When training and testing our system on the text extracted from the LDC’s ATB part 3 [30], it archives DER1 = 9.32%, WER1 = 28.51%, DER2 = 6.37% and WER2 = 12.85%. Its incomplete diacritization mainly causes the higher error rates for this dataset in a lot of words, in addition to its comparatively small size, which prevents our system from generalizing well.

5.3 Error Analysis

To get a deeper understanding of the system performances, we study the effect of its different components and record the errors committed at each level. We performed the tests taking all and only Arabic characters into account on our test part of the Tashkeela dataset.

Contribution of the Components. In order to show the contribution in error reduction of every component, two evaluation setups were used.

Firstly, only the DL model and the static rules are enabled at first, then the following component is enabled at every step, and the values of the metrics are recalculated. Table 5a shows the obtained results.

Secondly, all the components are enabled except one at a time. The same calculations are done and displayed in Table 5b.

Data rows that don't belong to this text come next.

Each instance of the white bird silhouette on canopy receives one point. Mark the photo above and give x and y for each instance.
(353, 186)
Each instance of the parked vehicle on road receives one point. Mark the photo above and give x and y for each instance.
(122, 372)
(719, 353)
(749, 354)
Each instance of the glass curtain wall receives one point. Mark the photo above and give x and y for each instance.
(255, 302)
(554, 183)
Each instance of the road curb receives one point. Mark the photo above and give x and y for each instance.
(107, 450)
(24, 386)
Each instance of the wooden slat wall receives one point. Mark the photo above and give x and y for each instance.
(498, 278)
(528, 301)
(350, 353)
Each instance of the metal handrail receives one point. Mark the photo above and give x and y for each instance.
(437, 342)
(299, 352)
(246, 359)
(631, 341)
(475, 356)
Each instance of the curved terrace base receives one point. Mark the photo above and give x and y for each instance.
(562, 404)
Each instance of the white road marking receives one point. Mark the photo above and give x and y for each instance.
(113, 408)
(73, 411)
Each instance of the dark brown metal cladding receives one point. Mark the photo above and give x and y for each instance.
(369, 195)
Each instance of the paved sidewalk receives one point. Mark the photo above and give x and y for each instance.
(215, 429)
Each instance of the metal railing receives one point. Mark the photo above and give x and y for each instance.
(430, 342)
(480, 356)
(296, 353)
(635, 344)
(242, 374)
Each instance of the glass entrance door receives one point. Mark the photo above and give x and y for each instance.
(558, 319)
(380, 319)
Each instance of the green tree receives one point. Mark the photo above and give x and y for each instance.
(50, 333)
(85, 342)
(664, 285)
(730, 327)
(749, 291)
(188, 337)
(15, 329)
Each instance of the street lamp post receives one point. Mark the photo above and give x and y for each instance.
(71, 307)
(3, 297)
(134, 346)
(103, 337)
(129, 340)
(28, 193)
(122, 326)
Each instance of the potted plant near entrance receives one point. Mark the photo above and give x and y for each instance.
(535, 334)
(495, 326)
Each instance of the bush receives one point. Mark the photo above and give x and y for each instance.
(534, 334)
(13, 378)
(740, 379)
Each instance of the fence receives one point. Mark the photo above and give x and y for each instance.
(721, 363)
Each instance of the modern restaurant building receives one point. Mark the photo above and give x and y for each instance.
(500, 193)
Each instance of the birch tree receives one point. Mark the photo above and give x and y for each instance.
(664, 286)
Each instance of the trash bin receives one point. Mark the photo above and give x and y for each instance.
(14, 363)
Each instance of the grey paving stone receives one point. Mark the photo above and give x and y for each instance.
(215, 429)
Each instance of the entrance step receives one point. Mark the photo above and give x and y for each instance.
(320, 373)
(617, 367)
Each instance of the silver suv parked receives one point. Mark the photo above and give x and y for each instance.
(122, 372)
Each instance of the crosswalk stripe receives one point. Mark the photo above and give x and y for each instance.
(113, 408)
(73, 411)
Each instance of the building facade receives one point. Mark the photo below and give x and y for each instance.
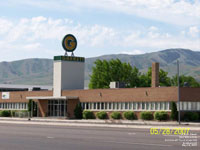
(62, 100)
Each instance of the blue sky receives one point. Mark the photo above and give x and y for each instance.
(35, 28)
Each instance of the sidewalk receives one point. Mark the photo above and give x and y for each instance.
(102, 123)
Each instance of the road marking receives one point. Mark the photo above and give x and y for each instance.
(50, 137)
(131, 133)
(146, 144)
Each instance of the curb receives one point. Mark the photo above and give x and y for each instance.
(92, 123)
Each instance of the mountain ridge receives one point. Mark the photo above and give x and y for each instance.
(39, 71)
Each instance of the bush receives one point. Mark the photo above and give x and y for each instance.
(146, 115)
(129, 115)
(5, 113)
(191, 116)
(78, 111)
(161, 115)
(174, 112)
(116, 115)
(102, 115)
(88, 115)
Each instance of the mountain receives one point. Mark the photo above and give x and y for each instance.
(40, 71)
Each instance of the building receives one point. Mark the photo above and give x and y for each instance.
(68, 91)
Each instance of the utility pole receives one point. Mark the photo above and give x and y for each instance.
(179, 106)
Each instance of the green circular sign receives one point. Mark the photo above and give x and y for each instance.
(69, 43)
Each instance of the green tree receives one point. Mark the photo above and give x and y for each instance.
(78, 111)
(174, 112)
(189, 79)
(105, 72)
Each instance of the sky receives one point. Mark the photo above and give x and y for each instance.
(35, 28)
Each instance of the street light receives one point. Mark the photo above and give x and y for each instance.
(178, 81)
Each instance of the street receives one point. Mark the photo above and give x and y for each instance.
(40, 137)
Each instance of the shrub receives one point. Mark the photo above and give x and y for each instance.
(116, 115)
(78, 111)
(191, 116)
(161, 115)
(129, 115)
(146, 115)
(5, 113)
(174, 112)
(101, 115)
(88, 115)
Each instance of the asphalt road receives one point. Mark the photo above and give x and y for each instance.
(40, 137)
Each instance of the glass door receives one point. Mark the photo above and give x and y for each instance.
(57, 108)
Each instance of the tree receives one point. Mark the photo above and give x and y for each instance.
(105, 72)
(78, 111)
(189, 79)
(174, 112)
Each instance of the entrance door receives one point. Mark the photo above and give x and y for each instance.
(57, 108)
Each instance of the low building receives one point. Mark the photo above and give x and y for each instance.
(68, 91)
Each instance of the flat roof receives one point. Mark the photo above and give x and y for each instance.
(52, 97)
(18, 87)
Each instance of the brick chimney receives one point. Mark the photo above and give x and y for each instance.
(155, 74)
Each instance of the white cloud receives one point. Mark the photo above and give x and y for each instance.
(134, 52)
(41, 36)
(194, 31)
(179, 12)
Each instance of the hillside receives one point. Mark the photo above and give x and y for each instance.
(40, 71)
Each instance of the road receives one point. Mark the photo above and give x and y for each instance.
(40, 137)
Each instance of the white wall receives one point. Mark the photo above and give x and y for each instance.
(68, 75)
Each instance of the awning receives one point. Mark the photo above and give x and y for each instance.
(52, 98)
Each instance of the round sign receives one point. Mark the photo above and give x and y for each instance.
(69, 43)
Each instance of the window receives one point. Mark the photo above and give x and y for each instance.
(98, 105)
(130, 105)
(156, 105)
(106, 105)
(110, 106)
(138, 106)
(126, 105)
(162, 105)
(117, 106)
(87, 105)
(122, 106)
(134, 105)
(189, 105)
(147, 105)
(102, 105)
(95, 105)
(143, 105)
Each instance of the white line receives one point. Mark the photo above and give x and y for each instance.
(150, 144)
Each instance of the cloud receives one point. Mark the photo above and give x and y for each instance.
(179, 12)
(134, 52)
(194, 31)
(41, 37)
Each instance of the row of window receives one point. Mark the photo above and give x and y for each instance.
(138, 106)
(195, 106)
(14, 106)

Table 5. Reduction of the error rates according to the enabled components

The contributions of the unigram and bigram corrections are the most important considering their effect on the error rates in both setups. The effect of the trigram correction is more visible on the syntactic diacritization rather than the morphological diacritization since the former is more dependant on the context. The contribution of the pattern corrections is not very noticeable due to the position of this component in the pipeline, limiting its effect only to the OoV words.

Error Types. We use our system to generate diacritization for a subset of the sentences of our testing set. We limit our selection to 200 sentences where there is at least one word wrongly diacritized. We counted and classified a total of 426 errors manually. We present the results in Table 6.

Table 6. Diacritization errors count from 200 wrong test sentences

We found that 52.58% of the mistakes committed by our diacritization system are caused by the syntactic diacritization, which specify the role of the word in the sentence. The syntactic diacritization is so hard that even the Arabic native speakers often commit mistakes of this type when speaking. Since this is manual verification, we do not just suppose that the diacritic of the last character of the Arabic word is the syntactic one as what is done in the calculations of DER2 and WER2, but we select the diacritics which have a syntactic role according to Arabic rules, no matter where they appear.

A replacement error is when the system generates a diacritization that makes a valid Arabic word, but it is wrong according to the test data. 24.18% of the errors of our system are considered in this type.

Non-existence error happens when the diacritization system generates a diacritization making a word that does not exist in the standard Arabic. 11.27% of our system’s errors are in this type.

The remaining error types are prediction missing and label missing, which indicate that the system has not predicted any diacritic where it should do, and the testing set has missing/wrong diacritics, respectively. These types are generally caused by the mistakes of diacritization in training and testing sets.

6 Conclusion

In this work, we developed and presented our automatic Arabic diacritization system, which follows a hybrid approach combining a deep learning model, rule-based corrections, and two types of statistical corrections. The system was trained and tested on a large part of the Tashkeela corpus after being cleaned and normalized. On our test set, the system scored DER1 = 4.00%, WER1 = 12.08%, DER2 = 2.80% and WER2 = 6.22%. These values were calculated when taking all and only Arabic words into account.

Our method establishes new state-of-the-art results in the diacritization of raw Arabic texts, mainly when the classical style is used. It performs well even on the documents that contain unseen words or non-Arabic words and symbols. We made our code publicly available as wellFootnote 3.

In the next work, we will focus on improving the generalization of the system to better handle the out-of-vocabulary words, while reducing the time and memory requirements.